3What I just said actually applies to mammals in general, but I’m trying to stay focused on apes to keep it relatively simple.
4See for example:R.W. Wrangham and B.B. Smuts. 1980 Sex differences in the behavioural ecology of chimpanzees in Gombe National park, Tanzania. Journal of Reproduction and Fertility supplement 28:13-31 and R.W. Wrangham. 1987. The evolution of social structure. In B.B. Smuts, D.L. Cheney, R.M. Seyfarth, R.W. Wrangham, and T.T. Struhsaker (Eds.). Primate Societies, pp. 282-296. Chicago: Chicago University Press.

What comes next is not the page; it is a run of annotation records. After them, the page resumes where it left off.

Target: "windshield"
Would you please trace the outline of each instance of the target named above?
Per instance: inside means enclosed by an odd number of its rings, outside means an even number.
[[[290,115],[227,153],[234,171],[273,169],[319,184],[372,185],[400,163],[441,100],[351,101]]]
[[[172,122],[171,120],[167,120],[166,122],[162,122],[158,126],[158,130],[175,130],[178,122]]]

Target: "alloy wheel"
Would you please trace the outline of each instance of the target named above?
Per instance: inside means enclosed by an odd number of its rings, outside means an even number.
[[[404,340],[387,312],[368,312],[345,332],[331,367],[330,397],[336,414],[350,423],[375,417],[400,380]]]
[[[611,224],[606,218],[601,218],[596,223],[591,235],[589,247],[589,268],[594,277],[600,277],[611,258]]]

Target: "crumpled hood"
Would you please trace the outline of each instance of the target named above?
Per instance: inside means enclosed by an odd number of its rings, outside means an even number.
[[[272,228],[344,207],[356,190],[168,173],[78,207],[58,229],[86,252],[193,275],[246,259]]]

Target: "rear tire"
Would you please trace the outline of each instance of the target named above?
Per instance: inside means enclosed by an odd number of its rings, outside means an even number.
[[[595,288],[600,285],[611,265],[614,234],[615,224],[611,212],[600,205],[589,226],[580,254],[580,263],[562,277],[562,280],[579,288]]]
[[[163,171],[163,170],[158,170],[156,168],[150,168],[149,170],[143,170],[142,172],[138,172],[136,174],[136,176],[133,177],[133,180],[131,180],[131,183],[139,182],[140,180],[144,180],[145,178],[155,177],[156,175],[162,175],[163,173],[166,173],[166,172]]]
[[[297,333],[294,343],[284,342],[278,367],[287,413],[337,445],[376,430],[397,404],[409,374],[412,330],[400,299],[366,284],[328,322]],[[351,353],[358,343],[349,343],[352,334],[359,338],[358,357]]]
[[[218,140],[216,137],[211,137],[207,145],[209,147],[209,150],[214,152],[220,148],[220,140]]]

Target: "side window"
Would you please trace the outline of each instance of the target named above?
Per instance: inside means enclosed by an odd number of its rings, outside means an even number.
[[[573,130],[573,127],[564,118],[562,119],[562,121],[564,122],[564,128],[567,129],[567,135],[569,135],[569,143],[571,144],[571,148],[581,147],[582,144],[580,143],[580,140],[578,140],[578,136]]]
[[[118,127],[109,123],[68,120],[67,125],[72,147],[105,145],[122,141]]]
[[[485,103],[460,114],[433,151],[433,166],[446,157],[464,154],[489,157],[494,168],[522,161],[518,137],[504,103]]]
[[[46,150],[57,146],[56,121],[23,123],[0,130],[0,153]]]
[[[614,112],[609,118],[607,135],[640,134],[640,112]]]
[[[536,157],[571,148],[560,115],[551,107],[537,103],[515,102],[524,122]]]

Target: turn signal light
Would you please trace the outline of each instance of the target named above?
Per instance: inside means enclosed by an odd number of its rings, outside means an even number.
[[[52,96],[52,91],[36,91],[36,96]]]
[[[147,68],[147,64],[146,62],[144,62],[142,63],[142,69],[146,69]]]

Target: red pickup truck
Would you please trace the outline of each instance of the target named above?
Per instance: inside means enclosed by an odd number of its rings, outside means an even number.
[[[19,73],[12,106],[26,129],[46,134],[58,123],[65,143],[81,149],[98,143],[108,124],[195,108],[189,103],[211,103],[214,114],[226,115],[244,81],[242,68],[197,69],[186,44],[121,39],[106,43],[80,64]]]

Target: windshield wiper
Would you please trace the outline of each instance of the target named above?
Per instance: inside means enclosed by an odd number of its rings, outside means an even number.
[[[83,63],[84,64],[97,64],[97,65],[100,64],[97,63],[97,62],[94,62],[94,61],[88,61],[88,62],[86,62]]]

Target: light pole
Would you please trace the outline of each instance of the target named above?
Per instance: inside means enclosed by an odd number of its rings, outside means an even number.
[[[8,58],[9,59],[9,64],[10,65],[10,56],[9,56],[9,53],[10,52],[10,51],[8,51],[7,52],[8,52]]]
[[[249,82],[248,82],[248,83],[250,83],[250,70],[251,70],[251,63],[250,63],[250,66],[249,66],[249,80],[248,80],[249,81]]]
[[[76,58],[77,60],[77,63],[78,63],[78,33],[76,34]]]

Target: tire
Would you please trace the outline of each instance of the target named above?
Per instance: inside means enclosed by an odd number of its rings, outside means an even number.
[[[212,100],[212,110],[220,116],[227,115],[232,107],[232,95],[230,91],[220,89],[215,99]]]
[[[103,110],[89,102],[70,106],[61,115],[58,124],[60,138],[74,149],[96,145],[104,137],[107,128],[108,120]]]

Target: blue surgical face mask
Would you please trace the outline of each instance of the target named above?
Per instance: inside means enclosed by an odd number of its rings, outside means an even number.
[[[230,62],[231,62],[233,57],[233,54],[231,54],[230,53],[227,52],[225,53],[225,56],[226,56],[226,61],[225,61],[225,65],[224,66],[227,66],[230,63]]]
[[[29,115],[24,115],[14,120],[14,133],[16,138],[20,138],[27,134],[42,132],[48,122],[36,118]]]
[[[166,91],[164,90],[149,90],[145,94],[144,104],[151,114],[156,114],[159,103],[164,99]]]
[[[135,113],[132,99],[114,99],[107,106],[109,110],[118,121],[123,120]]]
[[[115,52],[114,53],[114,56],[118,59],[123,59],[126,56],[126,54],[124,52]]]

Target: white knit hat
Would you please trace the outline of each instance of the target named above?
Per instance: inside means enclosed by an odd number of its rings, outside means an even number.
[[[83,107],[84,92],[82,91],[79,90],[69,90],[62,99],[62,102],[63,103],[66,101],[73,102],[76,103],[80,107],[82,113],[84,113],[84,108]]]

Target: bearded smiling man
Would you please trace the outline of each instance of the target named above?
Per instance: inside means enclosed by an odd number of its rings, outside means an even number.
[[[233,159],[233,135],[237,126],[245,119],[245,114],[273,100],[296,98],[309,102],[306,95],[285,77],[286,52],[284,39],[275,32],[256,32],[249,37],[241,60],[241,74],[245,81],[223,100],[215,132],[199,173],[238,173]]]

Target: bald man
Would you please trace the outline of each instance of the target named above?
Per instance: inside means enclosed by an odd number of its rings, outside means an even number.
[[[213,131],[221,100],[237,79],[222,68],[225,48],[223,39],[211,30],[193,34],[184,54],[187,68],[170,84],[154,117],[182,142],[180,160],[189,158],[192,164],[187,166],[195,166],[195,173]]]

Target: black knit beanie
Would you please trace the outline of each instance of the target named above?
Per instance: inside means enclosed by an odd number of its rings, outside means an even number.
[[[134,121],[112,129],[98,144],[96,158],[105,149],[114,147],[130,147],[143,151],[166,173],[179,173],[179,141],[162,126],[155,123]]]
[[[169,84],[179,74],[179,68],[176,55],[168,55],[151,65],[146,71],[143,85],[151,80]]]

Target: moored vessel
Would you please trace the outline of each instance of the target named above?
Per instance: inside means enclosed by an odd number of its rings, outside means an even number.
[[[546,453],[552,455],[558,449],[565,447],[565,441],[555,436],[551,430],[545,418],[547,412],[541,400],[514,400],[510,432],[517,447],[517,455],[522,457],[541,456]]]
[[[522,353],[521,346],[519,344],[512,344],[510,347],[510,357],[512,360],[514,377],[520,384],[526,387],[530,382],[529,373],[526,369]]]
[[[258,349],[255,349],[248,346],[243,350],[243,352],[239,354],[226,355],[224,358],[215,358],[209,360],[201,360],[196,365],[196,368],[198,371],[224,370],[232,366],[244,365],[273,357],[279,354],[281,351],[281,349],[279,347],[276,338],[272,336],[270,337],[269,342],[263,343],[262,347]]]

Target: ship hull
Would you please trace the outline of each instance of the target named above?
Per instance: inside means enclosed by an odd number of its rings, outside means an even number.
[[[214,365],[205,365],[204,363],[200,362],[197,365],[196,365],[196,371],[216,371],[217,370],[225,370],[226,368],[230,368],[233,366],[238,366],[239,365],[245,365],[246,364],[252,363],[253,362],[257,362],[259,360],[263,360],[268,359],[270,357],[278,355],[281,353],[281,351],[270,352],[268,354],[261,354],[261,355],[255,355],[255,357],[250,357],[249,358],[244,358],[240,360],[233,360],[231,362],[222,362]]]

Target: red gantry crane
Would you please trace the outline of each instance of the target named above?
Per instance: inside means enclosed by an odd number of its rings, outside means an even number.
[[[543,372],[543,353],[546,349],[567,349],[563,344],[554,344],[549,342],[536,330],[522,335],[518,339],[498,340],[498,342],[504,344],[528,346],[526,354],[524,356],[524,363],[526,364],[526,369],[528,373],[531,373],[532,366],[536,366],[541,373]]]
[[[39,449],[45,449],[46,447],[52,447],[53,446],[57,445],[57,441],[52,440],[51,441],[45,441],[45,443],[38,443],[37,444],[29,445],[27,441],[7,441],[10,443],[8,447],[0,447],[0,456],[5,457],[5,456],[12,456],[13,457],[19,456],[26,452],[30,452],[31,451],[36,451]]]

5R.W. Wrangham, J. H. Jones, G. Laden, D. Pilbeam and N.L. Conklin-Brittain. 1999. The raw and the stolen: cooking and the ecology of human origins. Current Anthropology 40: 567-594. You can get a copy here.
6I should say something about bonobos because you may be thinking that I missed the fact that there is another apes species that could be thought of as “erotic.” Consider that bonobos are not like our Last Common ancestors with chimps: Like humans, bonobos are also derived in their sexual behavior. Don’t think of them as a human evolutionary stage. Also, bonbo sex is not the same as human sex. Briefly, bonobo erotic interactions fill the same role as agonistic interactions in common chimps, but instead of “I’ll bit you if you do/don’t do that” it is “I won’t give you oral sex if you do/don’t do that.” Sure, there are probably parallels in human interaction, but to the extent that there are the next point I make subsumes them. Even common chimps are fairly sexy. They don’t have “reproductive sex” that isn’t, well, reproductive but they do various erotic things just not as elaborately as bonobos. The thing is, common chimps do not use relationships that have a strong erotic/sexual componant to organize their society, except a little. It is not a requirement that for a set of traits to be “derived” in humans there can be zero representation of anything like them in chimps. One would not, in fact, expect that to be the case.